Need for support processes. As a small, volunteer based, community organisation, FoG would appreciate assistance in identifying areas and issues of concern or at risk. FoG regularly scans websites, and sometimes newspaper notices, to identify relevant opportunities to participate in public comment processes. It is not unusual for FoG to miss or loose time in such processes, and a role for the Office could be to ensure that groups are advised e.g. through an email bulletin, i.e. the Office has a dedicated 'search and inform' function for registered interested bodies at least.
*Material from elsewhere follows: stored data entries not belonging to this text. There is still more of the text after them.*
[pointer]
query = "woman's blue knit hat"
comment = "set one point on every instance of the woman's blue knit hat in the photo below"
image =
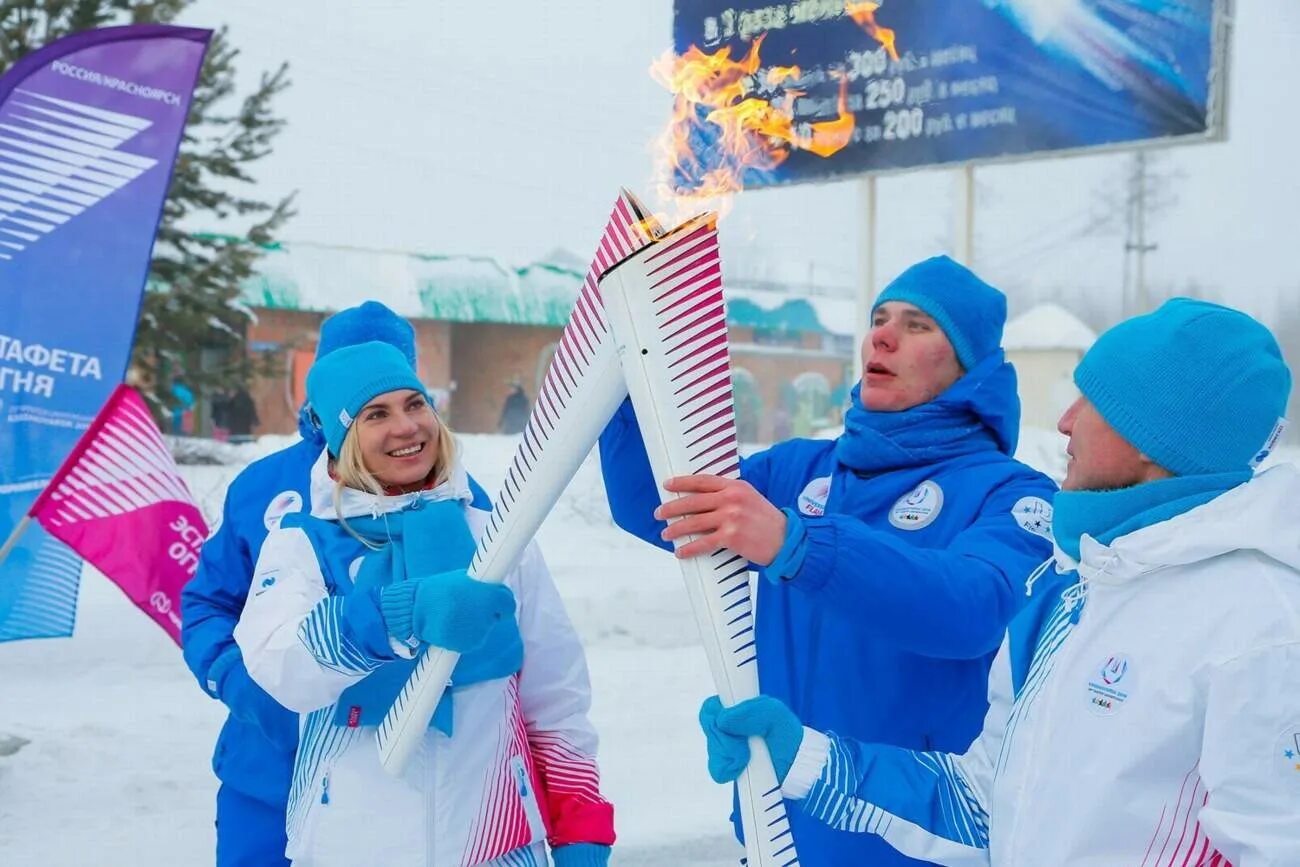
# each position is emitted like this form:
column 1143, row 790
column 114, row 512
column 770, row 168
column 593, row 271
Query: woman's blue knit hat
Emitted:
column 364, row 323
column 970, row 311
column 345, row 380
column 1195, row 386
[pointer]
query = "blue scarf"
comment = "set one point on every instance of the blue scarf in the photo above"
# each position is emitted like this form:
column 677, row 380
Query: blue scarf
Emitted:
column 424, row 538
column 979, row 412
column 1109, row 515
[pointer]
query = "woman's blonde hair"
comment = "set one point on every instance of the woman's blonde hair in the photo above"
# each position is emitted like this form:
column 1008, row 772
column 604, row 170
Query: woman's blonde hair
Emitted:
column 350, row 471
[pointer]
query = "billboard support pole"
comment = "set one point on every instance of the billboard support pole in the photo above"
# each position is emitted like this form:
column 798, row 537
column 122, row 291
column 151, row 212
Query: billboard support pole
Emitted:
column 866, row 260
column 963, row 217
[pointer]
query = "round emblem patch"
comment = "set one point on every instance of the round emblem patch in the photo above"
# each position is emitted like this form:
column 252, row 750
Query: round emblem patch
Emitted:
column 1034, row 515
column 1110, row 684
column 813, row 499
column 281, row 504
column 918, row 508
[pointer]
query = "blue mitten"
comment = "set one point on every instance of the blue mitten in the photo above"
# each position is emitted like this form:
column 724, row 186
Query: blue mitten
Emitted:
column 727, row 754
column 447, row 610
column 727, row 729
column 581, row 854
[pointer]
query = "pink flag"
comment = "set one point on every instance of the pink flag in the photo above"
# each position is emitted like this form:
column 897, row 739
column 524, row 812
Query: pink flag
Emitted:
column 120, row 503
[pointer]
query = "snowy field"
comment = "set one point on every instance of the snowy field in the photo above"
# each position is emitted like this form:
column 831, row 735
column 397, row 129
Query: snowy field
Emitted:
column 118, row 736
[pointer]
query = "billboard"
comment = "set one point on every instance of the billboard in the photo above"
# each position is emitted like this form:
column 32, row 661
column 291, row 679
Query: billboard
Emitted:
column 934, row 82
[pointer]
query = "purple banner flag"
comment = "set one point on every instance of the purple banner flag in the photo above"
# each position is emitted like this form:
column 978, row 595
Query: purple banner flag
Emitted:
column 90, row 128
Require/support accreditation. As noted in its submission on the draft agreement between the ACT and Australian government on environmental impact assessment (6/08) FoG suggested that the ACT should require quality ecological assessment of all proposals, and expressed concerned that there may be cases where consultants are not sufficiently expert for the task. In the submission, FoG suggested that perhaps the Australian government could take the lead to ensure that 'professionals involved - throughout the EIA process - are sufficiently trained and experienced to ensure adequate assessment of impacts, and recommendations for mitigation.' FoG further suggested that such an approach may 'include a requirement of registration of environmental consultants, e.g. by the decision making organisation, against criteria agreed with someone like the ACT Conservator of Flora and Fauna'. It may be appropriate for the Commissioner to have an interest in such an initiative, as an independent body.
The meaning of 'ecologically sustainable'. It is quite a few years since 'ESD' was incorporated, in various ways, into policy/legislation across Australia. It would be good for the OCSE to consider and communicate what 'ecologically sustainable' decisions and actions look like, and to seek to avoid unsustainable ones in public and private sectors.
Need to encourage new approaches (government with others) - to improve awareness by and support from the broader community, e.g. effective information about priority weeds and their management, such as Chilean needlegrass that is taking over north Canberra; perhaps well-timed blitzes.
FoG also draws the Office's attention to its submission to the inquiry into Lowland Native Grassland management, which addressed grassy ecosystems more broadly (1/08). This and other FoG submissions of recent years are on the FoG website.
Thank you for the opportunity to comment on the Commissioner’s expanded role.